Famous stories include:
- Day 1, story 1: Ciapelletto, a notoriously wicked Amoral Attorney and scoundrel (he's a murder, forger, perjurer and Depraved Bisexual among many other things) on business to a region he is unknown in and falls terminally ill. His slightly less evil companions bring a monk from a nearby convent to confess him and give him last rites. Ciappelletto proceeds to tell him the most ridiculous lies about his life and how holy he's been the whole time, while pretending to cringe over venial sins. He is completely believed by the friar, who preaches a sermon on his life and ends with everyone there believing him a genuine saint and attributing miracles to him.
- Day 1, story 2: A Jew converts to Catholicism after seeing the corruption of Rome, reasoning that if Christianity can still spread even when its hierarchy is so sinful, it has to have something else going for it
- Day 3, story 1: Masetto da Lamporecchio feigns to be dumb to win a seat as gardener in a convent. He ends up having sex with all of the nuns.
- Day 3, story 10: Long considered the most obscene and was censored or removed in translations for a significant period. Might be a codifier of Is That What They Are Calling It Now.[1]
- An Aesop: All the stories end with some kind of lesson. However, some of them fall into other categories:
- Arson, Murder, and Jaywalking: Ciapelletto's List of Transgressions includes blasphemy, sacrilege, inciting violence, and many felonies such as assault, robbery, and murder, but concludes by noting that he's known to use loaded dice.
- Bed Trick: More than once, used in various ways.
- Black Comedy Rape: (Day 3, story 10).
- Blasphemous Boast: (Day 1, story 6).
- Brainless Beauty: Cesca (Day 6, story 8).
- Buried Alive: (Day 3, story 8).
- Corrupt Church: Very frequently referenced.
- Domestic Abuse: It will lead to your wife stop being so stubborn (Day 9, story 9). You where warned about the Family-Unfriendly Aesop.
- Downer Ending: Day 4, although the second tale has a comedic tone and the person who suffers is an Asshole Victim.
- Distinguishing Mark: Teodoro is recognized by a strawberry shaped birth mark (Day 5, story 7).

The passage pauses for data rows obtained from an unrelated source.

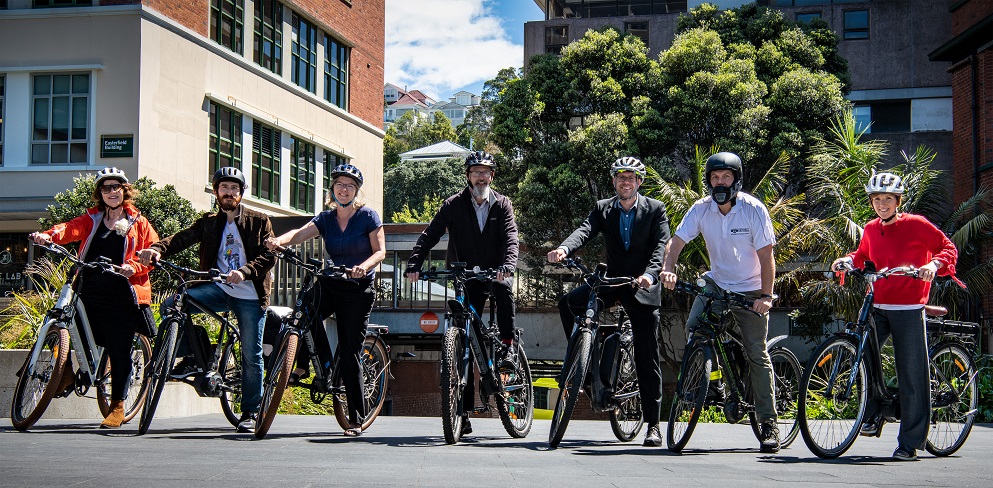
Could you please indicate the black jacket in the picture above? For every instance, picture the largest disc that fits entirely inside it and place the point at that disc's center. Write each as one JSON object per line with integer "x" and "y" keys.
{"x": 253, "y": 227}
{"x": 649, "y": 236}
{"x": 495, "y": 246}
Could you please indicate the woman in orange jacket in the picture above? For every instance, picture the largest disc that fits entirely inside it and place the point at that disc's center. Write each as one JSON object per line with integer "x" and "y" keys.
{"x": 114, "y": 229}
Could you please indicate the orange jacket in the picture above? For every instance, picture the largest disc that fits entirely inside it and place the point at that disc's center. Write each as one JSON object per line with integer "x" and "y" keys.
{"x": 140, "y": 236}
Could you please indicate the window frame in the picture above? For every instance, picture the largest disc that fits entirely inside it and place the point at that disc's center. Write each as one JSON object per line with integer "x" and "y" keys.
{"x": 70, "y": 109}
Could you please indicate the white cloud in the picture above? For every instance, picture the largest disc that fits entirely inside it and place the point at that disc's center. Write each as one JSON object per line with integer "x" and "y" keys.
{"x": 437, "y": 46}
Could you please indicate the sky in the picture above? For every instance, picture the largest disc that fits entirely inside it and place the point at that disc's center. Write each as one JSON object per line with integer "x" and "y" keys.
{"x": 443, "y": 46}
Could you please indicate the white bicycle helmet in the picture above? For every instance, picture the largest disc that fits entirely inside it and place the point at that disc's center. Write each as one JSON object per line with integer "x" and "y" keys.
{"x": 884, "y": 183}
{"x": 110, "y": 173}
{"x": 628, "y": 163}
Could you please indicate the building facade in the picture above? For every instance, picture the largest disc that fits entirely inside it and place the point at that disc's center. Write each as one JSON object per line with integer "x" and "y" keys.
{"x": 174, "y": 89}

- Flat Character: The ten storytellers.
- Historical Domain Character: A lot of the people in the stories are historical figures- most of the time, they are merchants/aristocrats who were contemporaries of Boccaccio, but there's also some figures who are well-known today, such as the painter Giotto.

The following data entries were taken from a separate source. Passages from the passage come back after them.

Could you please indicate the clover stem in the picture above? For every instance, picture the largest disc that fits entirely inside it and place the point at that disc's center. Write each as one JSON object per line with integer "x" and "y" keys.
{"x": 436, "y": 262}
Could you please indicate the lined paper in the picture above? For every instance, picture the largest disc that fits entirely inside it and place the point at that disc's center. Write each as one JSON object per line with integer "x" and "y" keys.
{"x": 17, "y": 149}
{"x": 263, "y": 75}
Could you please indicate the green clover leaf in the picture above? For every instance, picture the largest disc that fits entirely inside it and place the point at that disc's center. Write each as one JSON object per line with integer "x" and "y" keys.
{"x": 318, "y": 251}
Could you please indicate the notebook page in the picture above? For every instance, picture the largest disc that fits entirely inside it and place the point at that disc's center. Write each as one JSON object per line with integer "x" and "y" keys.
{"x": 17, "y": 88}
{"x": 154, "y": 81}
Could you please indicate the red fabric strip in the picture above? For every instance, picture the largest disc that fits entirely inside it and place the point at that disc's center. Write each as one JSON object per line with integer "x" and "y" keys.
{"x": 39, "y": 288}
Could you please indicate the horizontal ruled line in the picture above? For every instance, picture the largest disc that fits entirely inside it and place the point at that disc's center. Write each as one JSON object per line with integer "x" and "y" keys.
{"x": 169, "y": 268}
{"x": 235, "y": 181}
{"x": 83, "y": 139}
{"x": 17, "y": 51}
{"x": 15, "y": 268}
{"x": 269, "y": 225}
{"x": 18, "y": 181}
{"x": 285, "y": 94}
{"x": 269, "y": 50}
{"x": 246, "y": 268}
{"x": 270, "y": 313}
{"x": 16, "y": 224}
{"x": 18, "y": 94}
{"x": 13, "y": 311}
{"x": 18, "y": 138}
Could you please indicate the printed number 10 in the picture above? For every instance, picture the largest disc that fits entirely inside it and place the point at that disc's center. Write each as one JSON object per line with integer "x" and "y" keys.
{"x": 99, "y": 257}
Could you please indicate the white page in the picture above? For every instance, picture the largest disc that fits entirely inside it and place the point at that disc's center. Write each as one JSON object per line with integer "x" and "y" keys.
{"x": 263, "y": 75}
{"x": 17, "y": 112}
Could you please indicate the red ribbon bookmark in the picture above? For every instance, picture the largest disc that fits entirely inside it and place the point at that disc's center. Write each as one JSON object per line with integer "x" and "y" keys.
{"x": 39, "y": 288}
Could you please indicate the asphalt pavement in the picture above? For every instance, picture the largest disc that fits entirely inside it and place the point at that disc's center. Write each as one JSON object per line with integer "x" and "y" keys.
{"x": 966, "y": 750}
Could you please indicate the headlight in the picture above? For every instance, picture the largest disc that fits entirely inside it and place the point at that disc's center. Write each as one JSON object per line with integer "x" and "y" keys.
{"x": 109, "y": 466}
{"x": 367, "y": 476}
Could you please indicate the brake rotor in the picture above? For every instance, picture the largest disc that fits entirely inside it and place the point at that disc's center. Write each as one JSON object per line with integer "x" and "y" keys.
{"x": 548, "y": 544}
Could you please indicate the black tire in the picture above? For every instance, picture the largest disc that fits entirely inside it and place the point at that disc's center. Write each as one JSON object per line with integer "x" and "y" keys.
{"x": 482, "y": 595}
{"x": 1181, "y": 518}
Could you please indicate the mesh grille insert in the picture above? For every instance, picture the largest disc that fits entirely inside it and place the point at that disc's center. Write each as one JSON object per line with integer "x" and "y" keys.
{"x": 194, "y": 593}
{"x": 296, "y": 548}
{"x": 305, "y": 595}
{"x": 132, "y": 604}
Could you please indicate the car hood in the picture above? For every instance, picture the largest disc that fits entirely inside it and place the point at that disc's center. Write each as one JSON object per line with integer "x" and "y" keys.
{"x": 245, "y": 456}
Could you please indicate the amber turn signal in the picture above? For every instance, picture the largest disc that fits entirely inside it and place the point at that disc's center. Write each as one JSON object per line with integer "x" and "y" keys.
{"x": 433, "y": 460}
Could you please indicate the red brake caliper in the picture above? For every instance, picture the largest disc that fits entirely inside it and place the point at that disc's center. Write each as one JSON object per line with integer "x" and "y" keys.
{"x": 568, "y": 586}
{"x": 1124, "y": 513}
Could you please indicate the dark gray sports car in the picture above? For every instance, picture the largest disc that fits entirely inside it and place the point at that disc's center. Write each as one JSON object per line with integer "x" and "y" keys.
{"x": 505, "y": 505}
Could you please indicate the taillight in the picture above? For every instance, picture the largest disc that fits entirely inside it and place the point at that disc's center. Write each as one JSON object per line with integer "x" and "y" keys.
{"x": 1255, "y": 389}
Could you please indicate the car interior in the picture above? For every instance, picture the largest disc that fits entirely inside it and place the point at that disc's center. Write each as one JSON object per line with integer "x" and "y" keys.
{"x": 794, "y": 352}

- I Call Him "Mister Happy": "The Devil".
- Insane Troll Logic: Abraham's reasoning for becoming a Christian in Day 1, Story 2.
- In Which a Trope Is Described
- Karma Houdini: In some stories
- Literary Agent Hypothesis
- Lust
- Mummies At the Dinner Table: Messer Gentile even has a child with her lover. She has been reanimated by then, of course (Day 10, story 4).
- National Stereotypes: Several stories note stereotypes associated with various Italian regions. For instance, people from Sienna were supposedly stupid and all Venetians are greedy and corrupt (because Venice was a rival of Boccaccio's city state, Florence).
- Naughty Nuns: In a couple of the stories; also frequent is the Sexy Priest and Dirty Old Monk.
- Out-Gambitted: It happens to some of the characters (e.g., Day 7, story 4).
- Rape Is Love: The sixth tale of the third day.
- Stockholm Syndrome: (Day 2, Story 10).
- Sympathetic Adulterer: Lots of them, generally involving a woman cheating on a much older husband and it often the case that the woman is an Impoverished Patrician and the husband a Nouveau Riche.
- Toilet Humour
- Unusual Euphemism: "Putting the Devil back into Hell".
- Villain with Good Publicity: Ciapelletto
- Villain Protagonist: (Day 1, story 1), (Day 4, story 2), (Day 5, story 1).
- Virginity Makes You Stupid: Alibech (Day 3, story 10).
- ↑ If you must insist: Tunisian girl goes to a nearby Christian monastery because she's heard that the best way of life is to serve God, particularly by sending the Devil back to Hell. Long story short, the monk calls his cock "the Devil" and her pussy "Hell", and he teaches her how to put the Devil back into Hell. She enjoys it so much, she tires the monk out and marries someone who doesn't subsist on limited food.